According to the Tennessee Department of Health, there have been 32 coronavirus-related deaths across the state.

Speaking at a news conference Thursday afternoon, Shelby County Health Department director Alisa Haushalter announced two more deaths since their morning news release, bringing the county’s death toll to seven.

Haushalter said one of the deaths was a person younger than 40.

Governor Bill Lee announced a new executive order Thursday afternoon requiring all Tennesseans stay home unless conducting essential business.

“Over the last two or three days, we’ve seen some troubling data points that tell us some in our state are not staying at home as much as we’d hope,” said Lee.

Executive Order 23 takes his earlier “safer-at-home” order a step further.

“Tennesseans must remain at home unless they’re engaging in essential activity,” said Lee.

The governor also announced a Memphis location -- Gateway Shopping Center on Jackson Avenue -- as an alternative care site for COVID-19 patients.

It’s not immediately clear when the site will be up and running, but agencies across the Mid-South are preparing for a surge of critically ill people at Memphis hospitals.

“The ultimate goal that we have is save as many lives as we can and maintain confidence that you can get what you need when you need it,” said Doug McGowen, Memphis chief operating officer.
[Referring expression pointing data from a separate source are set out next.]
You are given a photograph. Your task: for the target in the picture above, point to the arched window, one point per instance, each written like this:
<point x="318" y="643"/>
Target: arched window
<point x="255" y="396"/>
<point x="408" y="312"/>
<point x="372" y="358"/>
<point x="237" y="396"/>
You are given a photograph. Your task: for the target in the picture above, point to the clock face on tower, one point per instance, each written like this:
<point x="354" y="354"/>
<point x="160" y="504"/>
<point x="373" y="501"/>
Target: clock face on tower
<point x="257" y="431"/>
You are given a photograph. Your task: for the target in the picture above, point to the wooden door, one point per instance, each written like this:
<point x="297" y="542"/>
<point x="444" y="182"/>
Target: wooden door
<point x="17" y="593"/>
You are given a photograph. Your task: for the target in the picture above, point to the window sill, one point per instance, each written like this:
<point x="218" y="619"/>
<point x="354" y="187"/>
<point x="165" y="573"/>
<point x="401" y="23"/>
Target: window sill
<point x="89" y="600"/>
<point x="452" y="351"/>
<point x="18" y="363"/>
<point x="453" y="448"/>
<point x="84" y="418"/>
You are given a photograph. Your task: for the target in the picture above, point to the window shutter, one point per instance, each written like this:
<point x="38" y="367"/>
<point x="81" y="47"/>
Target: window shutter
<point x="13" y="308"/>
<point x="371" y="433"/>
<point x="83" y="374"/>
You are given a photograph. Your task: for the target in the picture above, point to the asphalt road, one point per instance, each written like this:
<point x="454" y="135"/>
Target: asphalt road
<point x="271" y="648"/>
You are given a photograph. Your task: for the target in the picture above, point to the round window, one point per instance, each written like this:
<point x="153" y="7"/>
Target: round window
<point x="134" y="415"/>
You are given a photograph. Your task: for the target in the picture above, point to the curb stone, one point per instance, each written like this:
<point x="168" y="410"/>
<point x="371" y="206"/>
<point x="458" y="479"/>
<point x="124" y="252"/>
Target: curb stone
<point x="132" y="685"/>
McGowen spoke during a meeting of the Memphis and Shelby County COVID-19 Task Force Thursday. City officials say the area’s hospitals are not at critical capacity yet but they could be within weeks.

“What we do today will be impacted two weeks from now,” said Dr. Manoj Jain, City of Memphis infectious disease consultant. “The infections happening today turn into an ICU admission.”

The Army Corps of Engineers along with state and other agencies believe there’s a need for 1,000 additional hospital beds in Memphis. Hospital admissions have already reached the trigger point for construction of additional medical facility space.

There are 638 confirmed cases in Shelby County as of Thursday, according to the Shelby County Health Department.

Health officials say upwards of 60 beds in Memphis hospitals are already occupied by COVID-19 patients, and there are even more whose cases have not yet been confirmed.

Jain estimates a statewide need of nearly 16,000 hospital beds, but only about 7,800 beds are currently available.

As testing capacity increases, officials expect to begin targeting those on the front lines.

“Those who are sick get tested, those who are the first responders get tested,” said Jain. “And we build the capacity based on that data. We have a better idea of who else we need to test.”

On Thursday, the health department released a map of Shelby County’s cases by zip code. The highest concentrations of cases are in the 38109, 38119, 38120, 38016 and 38125 areas.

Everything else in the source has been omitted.